Premier pas, première hallucinations !

Si on devait vous résumer les premières impressions que nous avons ressenties lors de notre première soirée à Hong Kong en quelques mots, nous vous dirions : amoncellement d'immeubles, omniprésence de la lumière et de « shopping, malls ». Dès la sortie de l'aéroport, des buildings s'élevaient de partout devant nous, par paquet de 5, 10 au bas mot. Notre tour parisienne n'avait qu'à bien se tenir avec ses 31 étages. Ici, le standard frôle les 45-50 ! Même les bus à double étage paraissent des coccinelles au milieu de la cohue. Pourtant la taille des building ne reflètent pas vraiment celle des hébergements. En effet, nous avions repéré dans une « mansion » (immeubles entiers de « guest-houses » une petite adresse recommandable. Lors de notre arrivée, elle affichait presque complet en raison d'une foire locale et nous n'avons pas eu le choix que de nous contenter d'une chambre... avec fenêtre ! Waaouuhh, quel luxe ! Sachant que nous ne restions dans la chambre que pour dormir, nous avions pensé prendre une sans fenêtre mais ce fut sans regret de ne pas avoir le choix lorsque nous sommes entrés dans la... comment dire ?! cellule qui allait nous servir de dodo. Attention, pas tant cellule par le confort et la propreté, nous avions bien deux petits lits, une salle de bain privée correcte, la télé, la climatisation et même la vue sur la rue. Non, cellule plutôt par la taille ! Disons 6m² pour être gentils ! On peut dire que c'est de l'optimisation d'espace. Même les matelas sont découpés à la forme des murs qui font un angle intérieur et la douche se prend au-dessus des toilettes !

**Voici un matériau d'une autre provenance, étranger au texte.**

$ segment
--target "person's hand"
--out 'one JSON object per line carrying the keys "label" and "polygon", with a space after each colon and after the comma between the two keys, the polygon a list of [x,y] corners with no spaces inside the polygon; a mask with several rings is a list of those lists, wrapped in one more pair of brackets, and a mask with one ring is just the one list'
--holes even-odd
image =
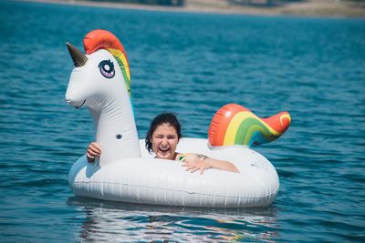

Une fois installés, nous avons mis le cap sur la rue pour découvrir la ville de nuit. Et effectivement, Hong Kong, c'est la ville-lumière. Les néons sont omniprésents, la moindre devanture est recouverte de plaques rétro-éclairées de dimensions impressionnantes. Celle de notre restaurant de référence devait au moins faire dans les 10 x 2... mètres ! Ah, les économies d'énergie... connaissent pas ici ! Ce serait plutôt les dépenses d'énergie ! La consommation est tellement ahurissante que lorsque l'on est sorti du restaurant le premier soir, nous avons été surpris de constater qu'il faisait nuit, tellement on aurait cru qu'il faisait encore jour. Mais pas de doute, le ciel, même quasiment invisible au milieu des tours était bien noir.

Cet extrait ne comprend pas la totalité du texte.